God, she smelled so fucking good. Like cherries. Birdy always smelled like cherries and vanilla ice cream. She was so close, there wasn’t a chance in the world I could’ve held it back.
I came. Right. Freaking. There.
I must’ve looked like an idiot coughing so hard but that was all I could do to hide what just happened.
And then not five minutes later, Juile leaned in, grabbing a strawberry from the container Cal packed and bit into it right in front of my eyes. Some of the juice slipped past her lips, trailing down the valley of her tits andddddd I was hard again.
So painfully hard, I had to go to the bathroom and jerk off.
Don't ask me what else was happening at the beach today.
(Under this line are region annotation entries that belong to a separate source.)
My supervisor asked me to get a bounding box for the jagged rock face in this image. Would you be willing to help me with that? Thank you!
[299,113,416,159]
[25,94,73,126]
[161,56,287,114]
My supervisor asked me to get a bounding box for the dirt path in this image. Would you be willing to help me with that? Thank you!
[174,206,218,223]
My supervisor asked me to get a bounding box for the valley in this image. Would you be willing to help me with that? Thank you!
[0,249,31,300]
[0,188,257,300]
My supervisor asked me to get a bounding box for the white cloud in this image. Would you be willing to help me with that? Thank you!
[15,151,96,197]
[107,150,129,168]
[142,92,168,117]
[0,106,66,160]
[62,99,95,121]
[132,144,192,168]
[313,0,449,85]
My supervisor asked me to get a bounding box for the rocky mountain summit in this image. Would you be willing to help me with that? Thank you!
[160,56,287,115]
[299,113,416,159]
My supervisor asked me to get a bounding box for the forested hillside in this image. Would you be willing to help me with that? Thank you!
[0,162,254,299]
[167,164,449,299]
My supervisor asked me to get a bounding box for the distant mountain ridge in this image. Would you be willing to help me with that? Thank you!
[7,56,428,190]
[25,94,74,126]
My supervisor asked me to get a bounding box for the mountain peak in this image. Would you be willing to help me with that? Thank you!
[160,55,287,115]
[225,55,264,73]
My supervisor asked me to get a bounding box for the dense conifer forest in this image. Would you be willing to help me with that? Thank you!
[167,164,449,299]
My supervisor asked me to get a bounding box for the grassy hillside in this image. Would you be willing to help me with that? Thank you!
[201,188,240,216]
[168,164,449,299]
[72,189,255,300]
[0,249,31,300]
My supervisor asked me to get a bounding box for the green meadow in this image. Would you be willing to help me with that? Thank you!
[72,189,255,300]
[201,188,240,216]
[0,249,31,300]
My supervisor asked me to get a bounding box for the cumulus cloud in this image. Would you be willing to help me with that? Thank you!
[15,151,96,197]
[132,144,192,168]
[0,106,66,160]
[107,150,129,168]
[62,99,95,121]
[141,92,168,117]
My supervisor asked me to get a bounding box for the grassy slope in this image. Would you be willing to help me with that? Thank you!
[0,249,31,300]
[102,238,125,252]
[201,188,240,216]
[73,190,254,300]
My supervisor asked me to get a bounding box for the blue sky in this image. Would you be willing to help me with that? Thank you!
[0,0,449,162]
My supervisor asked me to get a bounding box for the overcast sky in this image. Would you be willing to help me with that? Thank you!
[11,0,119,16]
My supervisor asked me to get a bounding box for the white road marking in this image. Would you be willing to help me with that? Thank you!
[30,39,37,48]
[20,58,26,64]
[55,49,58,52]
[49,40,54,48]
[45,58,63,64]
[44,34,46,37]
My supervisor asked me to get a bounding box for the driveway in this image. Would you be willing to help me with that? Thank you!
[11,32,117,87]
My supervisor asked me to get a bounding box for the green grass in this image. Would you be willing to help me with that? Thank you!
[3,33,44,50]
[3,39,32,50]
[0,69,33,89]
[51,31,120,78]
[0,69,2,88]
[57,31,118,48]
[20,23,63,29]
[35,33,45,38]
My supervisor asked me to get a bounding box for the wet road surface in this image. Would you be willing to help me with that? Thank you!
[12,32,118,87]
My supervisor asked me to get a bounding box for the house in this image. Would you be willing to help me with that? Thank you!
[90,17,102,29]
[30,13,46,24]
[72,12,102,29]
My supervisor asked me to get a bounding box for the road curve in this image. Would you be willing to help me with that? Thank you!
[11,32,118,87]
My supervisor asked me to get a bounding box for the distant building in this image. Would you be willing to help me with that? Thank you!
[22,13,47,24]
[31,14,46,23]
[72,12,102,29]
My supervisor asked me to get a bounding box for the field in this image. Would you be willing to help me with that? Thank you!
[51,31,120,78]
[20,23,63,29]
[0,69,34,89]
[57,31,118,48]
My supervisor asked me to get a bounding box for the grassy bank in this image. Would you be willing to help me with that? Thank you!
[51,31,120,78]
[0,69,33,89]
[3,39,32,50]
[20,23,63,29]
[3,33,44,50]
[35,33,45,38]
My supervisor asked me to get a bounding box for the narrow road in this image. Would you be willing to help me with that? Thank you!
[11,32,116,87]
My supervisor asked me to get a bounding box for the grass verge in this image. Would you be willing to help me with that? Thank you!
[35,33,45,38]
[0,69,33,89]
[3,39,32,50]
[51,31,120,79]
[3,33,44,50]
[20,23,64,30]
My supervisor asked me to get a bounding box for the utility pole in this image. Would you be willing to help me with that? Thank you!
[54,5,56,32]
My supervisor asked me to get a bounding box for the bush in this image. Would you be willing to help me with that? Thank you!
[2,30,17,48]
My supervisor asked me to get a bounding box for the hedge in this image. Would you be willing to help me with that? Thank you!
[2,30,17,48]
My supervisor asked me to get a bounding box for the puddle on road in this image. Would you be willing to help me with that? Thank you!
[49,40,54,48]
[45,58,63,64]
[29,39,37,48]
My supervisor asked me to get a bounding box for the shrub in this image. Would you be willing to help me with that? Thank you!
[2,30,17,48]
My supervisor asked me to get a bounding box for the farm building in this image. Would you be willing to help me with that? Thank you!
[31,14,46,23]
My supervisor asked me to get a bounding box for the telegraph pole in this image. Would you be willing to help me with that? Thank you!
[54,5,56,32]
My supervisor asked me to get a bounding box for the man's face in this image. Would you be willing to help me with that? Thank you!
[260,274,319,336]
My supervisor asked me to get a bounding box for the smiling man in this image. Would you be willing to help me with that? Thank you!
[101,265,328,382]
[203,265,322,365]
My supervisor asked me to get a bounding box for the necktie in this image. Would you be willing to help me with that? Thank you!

I have no clue because I only watched her.
Thank God, Callum didn’t notice anything.
He’s been getting more and more protective over his sister, and I can’t blame him. Not when half the school—girls—hate her because they are so jealous. And the other half—boys—are salivating over her.
Nope, I can’t blame him at all.
In fact, I might be breaking some noses in the near future.
G.O.
“Oh my God,” I whisper-shout, and Griff jerks up again.